As a relatively well-seasoned Oracle DBA, I’ll admit that I was extremely skeptical when Oracle announced that Oracle Database 10g would be offering the capability to detect poorly-performing SQL statements and then automatically provide a better execution plan for the misbehaving statement. After all, I knew that even an experienced applications developer with an excellent knowledge of SQL and PL/SQL coding techniques tended to tweak her SQL statements with numerous optimizer hints to obtain maximum performance.

However, I was pleasantly surprised with Oracle Database 10g’s implementation of the Automatic Tuning Optimizer (ATO), an expansion of the cost-based optimizer (CBO). When the Automatic Database Diagnostic Monitor (ADDM) runs whenever an Automatic Workload Repository (AWR) snapshot has been taken, ADDM detects poorly performing high-volume SQL statements that could benefit from SQL tuning, and it will recommend analyzing the statements with Oracle 10g’s SQL Tuning Advisor.

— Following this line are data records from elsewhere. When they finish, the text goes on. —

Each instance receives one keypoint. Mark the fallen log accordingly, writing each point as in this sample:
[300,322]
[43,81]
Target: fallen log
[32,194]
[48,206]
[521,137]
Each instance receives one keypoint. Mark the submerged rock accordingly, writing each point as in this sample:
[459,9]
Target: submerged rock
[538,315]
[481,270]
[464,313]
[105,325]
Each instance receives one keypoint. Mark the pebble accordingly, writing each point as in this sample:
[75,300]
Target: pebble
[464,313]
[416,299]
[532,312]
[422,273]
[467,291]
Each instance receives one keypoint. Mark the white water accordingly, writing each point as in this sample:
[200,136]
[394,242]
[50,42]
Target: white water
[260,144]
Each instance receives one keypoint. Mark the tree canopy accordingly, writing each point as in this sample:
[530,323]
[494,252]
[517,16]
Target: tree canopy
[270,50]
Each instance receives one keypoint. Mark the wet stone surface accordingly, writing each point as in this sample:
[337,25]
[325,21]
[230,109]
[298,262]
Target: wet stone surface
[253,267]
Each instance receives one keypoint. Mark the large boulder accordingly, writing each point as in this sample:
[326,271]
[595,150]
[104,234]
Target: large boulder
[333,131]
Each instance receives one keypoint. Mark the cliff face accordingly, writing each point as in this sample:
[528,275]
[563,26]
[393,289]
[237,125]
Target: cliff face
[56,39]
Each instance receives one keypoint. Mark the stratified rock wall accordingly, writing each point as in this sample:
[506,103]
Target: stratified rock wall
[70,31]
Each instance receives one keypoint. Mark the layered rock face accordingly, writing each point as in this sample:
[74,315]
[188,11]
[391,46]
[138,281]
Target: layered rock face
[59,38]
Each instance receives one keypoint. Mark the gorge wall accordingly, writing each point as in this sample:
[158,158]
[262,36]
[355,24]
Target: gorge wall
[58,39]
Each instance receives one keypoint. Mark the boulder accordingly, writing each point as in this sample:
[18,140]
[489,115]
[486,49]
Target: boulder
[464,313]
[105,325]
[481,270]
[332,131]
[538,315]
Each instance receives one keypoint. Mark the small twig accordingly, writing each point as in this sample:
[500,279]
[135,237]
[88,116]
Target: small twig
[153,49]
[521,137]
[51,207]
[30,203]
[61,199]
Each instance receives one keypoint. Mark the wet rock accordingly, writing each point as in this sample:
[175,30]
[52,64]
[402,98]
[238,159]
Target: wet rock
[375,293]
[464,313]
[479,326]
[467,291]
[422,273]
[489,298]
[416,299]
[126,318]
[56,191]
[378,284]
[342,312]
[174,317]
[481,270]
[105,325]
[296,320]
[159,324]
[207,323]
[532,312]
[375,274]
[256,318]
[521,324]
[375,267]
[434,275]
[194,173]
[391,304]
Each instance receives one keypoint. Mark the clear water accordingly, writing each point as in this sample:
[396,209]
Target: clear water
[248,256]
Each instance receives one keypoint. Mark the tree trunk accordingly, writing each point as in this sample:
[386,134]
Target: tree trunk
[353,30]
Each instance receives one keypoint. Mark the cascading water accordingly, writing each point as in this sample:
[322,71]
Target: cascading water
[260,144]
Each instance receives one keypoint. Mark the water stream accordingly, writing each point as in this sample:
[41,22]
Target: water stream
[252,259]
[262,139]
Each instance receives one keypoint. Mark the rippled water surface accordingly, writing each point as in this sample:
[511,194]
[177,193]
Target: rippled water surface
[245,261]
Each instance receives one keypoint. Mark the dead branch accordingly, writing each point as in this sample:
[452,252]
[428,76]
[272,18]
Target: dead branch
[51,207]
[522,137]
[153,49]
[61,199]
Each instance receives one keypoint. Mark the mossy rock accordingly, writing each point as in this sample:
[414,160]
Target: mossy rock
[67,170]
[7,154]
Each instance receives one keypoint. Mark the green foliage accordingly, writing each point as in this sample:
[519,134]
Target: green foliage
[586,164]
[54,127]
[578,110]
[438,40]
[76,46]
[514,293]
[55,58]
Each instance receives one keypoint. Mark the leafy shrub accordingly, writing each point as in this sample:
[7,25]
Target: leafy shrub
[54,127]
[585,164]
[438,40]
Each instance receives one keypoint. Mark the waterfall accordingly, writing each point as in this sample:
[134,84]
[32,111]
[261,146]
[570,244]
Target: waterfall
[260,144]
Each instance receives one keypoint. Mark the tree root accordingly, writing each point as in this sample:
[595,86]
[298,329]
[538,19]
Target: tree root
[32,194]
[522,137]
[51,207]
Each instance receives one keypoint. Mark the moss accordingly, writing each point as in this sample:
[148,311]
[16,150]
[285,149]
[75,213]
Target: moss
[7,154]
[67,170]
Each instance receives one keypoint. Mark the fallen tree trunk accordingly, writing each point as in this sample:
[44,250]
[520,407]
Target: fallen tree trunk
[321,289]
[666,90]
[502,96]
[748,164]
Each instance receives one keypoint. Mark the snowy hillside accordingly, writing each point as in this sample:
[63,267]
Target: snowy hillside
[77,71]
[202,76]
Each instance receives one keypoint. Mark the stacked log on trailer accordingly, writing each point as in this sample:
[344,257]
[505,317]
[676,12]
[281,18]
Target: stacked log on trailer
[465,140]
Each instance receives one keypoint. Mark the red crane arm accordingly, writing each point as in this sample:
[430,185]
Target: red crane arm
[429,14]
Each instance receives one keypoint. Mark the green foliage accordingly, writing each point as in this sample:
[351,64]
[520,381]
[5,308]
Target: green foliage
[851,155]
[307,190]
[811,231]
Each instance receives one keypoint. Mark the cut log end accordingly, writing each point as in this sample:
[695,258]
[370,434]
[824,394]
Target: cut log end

The SQL Tuning Advisor (STA) will analyze each submitted high-volume SQL statement and then offer tuning recommendations in four different areas:

  • Missing Statistics. First, the STA checks if any of the tables or indexes that the SQL statement is accessing might benefit from statistics creation or refresh.
  • Improved Execution Plan. Next, the STA determines if the SQL statement might benefit from the generation of a SQL Profile. SQL Profiles are new objects in Oracle Database 10g that provide an alternative to a SQL statement’s current execution plan. Similar to its predecessor, the stored outline, a SQL Profile may rewrite the poorly performing statement by providing additional optimizer hints, or it partially executes the questionable SQL statement to gather ancillary statistics to aid in a better execution plan. The results of these findings are stored within a new SQL Profile specific to the poorly performing SQL statement, and the next time that the SQL statement is executed, the newly generated SQL Profile will be used to provide an optimal execution plan. Best of all, when ADDM detects that a SQL Profile no longer provides an improved execution plan, it will recommend the regeneration of the SQL Profile for the SQL statement.
  • Missing Indexes. Next, the STA determines if the SQL statement might benefit from an additional (but as yet non-existent!) index on a column that the statement accesses, it will recommend the creation of that index. It also generates the SQL statements necessary to create the index; however, please note that it’s probably wise to edit the provided statements so that the index matches the DBA’s established naming conventions for database objects.
  • Poorly Constructed SQL. Finally, the STA checks the SQL statement for any obvious (or not-so-obvious!) errors in construction. For example, it may detect that a missing join predicate is producing an unintended Cartesian product, or that a type mismatch between two tables is causing significant malperformance for the SQL statement.

Oracle Database 10g offered the new DBMS_SQLTUNE package that performs these analyses, records recommendations for improving the SQL statement performance, offers justifications for the recommendations, and finally offers to implement the specified recommendations with one simple click of a button (or the execution of the DBMS_SQLTUNE. ACCEPT_SQL_PROFILE procedure).

To illustrate, I’ve created some poorly performing SQL statements as shown in Listing 1. I’ve included the results of the EXPLAIN PLAN analysis for the statements as well. Next, I used Oracle Database 11g’s SQL Tuning Advisor from an Enterprise Manager session to review the poorly performing SQL statement, as shown in Figure 1 below:

Figure 1. Executing Oracle Database 11g SQL Tuning Advisor.

Once it’s completed analyzing the poorly performing SQL statement, SQL Tuning Advisor can recommend possible solutions for improving its performance, as shown in Figure 2 below:

Figure 2. SQL Tuning Advisor Suggestions for Improved SQL Profile.

While the ability to generate accurate tuning recommendations about poorly performing SQL statements was a welcome addition in Oracle Database 10g, there was one major shortcoming: Even though DBMS_SQLTUNE could certainly generate SQL Profiles automatically, it did not implement them unless the DBA specifically took note of the recommended SQL Profiles, reviewed the detailed justification reasons for its implementation, and then accepted the SQL Profiles – even when it was obvious that the SQL Profile would have an overwhelmingly positive impact for overall database performance.